Put-$X=\left\{f|f:\mathbb{R}^n\to \mathbb R,\mbox{Lebesgue, mesurable ,bounded with compact support}, f\in L^1\right\}$ ($X$ is a norm space as a sub-space of $L^1$).
Define $T(f):X\to \mathbb{R}$ $$T(f)=\int_{\mathbb{R}^n}x_1\cdot f(x) dx.$$
Update $T$ isn't continuous, in what conditions/changes on $X$ (or the norm type I use) it will be?
Note: The real assertation I need is that- Given $\{f_n\},\{g_n\}\in X$ such that $||f_n-g_n||_{L^1}\to 0$, does it holds that $|T(f_n)-T(g_n)|\to 0$ ? In what conditions/changes it will be?
Let $g_N=0$ and $f_N$ the indicator of $\left[N,N+a_N\right)\times \left(0,1\right)\times\dots\times \left(0,1\right)$ where $\left(a_N\right)_{N\geqslant 1}$ is a sequence which converges to $0$. Then the $\mathbb L^1$-norm of $f_N$ is $a_N$ and goes to zero as $N$ goes to infinity, but $$T \left(f_N \right)= \int_{N}^{N+a_N}x_1\mathrm dx_1=\frac{\left(N+a_N\right)^2-N^2 }2=Na_N+\frac{a_N^2}2.$$ Choose $a_N$ such that $Na_N\geqslant 1$ for any $N$.

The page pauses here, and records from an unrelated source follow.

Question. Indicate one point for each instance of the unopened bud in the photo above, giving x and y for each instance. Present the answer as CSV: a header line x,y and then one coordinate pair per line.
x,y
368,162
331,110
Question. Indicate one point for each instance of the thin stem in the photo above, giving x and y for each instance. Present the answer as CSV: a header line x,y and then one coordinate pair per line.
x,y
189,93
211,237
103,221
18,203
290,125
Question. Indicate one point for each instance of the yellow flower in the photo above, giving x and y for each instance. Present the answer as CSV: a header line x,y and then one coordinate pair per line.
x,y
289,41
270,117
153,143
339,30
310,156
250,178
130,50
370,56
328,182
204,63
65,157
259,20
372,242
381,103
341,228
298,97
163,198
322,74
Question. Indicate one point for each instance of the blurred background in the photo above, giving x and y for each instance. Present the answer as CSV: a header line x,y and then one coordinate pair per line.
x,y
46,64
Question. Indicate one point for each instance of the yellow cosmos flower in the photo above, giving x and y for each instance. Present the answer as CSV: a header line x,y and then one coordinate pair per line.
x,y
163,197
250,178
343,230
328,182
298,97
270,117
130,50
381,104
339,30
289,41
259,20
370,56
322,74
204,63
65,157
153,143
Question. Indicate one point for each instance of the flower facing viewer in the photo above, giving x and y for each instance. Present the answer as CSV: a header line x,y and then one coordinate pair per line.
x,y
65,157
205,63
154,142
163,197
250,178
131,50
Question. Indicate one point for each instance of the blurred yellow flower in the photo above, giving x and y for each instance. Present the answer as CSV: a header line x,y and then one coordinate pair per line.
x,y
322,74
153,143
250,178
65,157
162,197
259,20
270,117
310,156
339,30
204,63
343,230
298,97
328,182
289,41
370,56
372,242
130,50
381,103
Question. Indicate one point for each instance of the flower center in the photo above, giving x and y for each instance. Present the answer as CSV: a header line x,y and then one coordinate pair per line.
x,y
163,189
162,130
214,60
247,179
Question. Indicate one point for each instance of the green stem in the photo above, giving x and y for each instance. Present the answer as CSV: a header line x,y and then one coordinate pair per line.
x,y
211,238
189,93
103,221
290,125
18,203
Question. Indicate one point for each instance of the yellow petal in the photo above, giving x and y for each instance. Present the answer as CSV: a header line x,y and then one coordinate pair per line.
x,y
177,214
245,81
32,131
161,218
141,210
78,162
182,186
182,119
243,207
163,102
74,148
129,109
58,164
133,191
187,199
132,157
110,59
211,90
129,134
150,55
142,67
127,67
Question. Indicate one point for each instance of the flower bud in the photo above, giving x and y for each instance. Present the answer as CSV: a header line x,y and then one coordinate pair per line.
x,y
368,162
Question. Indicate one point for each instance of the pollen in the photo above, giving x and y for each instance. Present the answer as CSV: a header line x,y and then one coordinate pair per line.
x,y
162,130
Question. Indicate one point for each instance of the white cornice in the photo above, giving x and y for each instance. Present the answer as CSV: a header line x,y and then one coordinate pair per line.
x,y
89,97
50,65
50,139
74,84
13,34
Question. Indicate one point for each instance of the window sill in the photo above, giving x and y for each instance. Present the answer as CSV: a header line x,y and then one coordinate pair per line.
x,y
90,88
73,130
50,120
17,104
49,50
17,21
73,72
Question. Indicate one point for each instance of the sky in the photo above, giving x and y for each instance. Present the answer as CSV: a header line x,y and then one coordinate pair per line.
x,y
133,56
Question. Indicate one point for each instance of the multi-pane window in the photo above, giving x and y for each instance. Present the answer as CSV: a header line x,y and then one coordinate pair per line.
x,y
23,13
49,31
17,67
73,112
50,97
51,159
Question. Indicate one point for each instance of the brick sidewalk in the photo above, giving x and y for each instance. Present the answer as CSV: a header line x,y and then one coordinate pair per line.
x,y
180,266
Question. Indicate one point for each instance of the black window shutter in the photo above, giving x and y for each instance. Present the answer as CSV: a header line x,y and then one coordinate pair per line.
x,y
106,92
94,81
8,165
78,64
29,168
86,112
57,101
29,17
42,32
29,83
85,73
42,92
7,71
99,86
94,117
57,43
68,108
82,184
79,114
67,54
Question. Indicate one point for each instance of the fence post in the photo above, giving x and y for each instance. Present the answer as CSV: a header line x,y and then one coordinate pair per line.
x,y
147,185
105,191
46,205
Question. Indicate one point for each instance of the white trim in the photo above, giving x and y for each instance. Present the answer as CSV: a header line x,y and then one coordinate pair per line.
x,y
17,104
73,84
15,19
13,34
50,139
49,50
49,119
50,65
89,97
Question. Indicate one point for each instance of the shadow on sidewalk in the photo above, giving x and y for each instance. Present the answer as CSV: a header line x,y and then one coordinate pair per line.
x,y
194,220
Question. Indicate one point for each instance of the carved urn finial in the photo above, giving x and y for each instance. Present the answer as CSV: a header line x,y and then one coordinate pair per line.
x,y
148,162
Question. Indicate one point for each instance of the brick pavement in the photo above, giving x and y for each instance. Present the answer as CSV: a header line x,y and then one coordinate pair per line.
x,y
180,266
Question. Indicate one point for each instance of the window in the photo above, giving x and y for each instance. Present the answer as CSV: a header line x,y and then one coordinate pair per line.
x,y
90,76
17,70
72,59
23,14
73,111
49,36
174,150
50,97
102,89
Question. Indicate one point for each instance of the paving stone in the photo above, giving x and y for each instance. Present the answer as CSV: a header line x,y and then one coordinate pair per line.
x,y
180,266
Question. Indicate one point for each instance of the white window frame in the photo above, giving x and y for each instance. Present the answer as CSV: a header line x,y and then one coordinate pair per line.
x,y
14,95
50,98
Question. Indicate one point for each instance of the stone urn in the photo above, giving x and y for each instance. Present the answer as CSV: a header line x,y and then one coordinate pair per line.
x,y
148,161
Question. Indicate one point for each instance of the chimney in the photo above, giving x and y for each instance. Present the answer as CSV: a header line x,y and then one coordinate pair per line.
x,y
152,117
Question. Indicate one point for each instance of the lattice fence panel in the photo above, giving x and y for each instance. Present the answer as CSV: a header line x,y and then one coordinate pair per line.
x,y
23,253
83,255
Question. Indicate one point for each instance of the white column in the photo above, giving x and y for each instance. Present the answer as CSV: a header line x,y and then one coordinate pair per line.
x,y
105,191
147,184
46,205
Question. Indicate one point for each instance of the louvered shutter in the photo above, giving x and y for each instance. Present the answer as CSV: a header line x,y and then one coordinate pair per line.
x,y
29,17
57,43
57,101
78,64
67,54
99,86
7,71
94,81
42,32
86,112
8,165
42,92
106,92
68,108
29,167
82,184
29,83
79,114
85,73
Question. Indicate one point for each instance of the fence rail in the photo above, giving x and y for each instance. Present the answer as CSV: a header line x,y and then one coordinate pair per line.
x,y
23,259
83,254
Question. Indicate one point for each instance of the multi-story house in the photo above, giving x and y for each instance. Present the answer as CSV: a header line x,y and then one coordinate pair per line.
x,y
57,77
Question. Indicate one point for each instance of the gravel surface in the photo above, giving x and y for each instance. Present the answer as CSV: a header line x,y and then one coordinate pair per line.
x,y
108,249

Of course, endowing $X$ with the norm $\left\lVert \cdot\right\rVert$ defined by $\left\lVert f\right\rVert:=\int_{\mathbb R^n}\left\lvert x_1\right\rvert \left\lvert f\left(x\right)\right\rvert\mathrm dx$ make $T\colon \left(X,\left\lVert \cdot\right\rVert\right)\to\mathbb R$ continuous.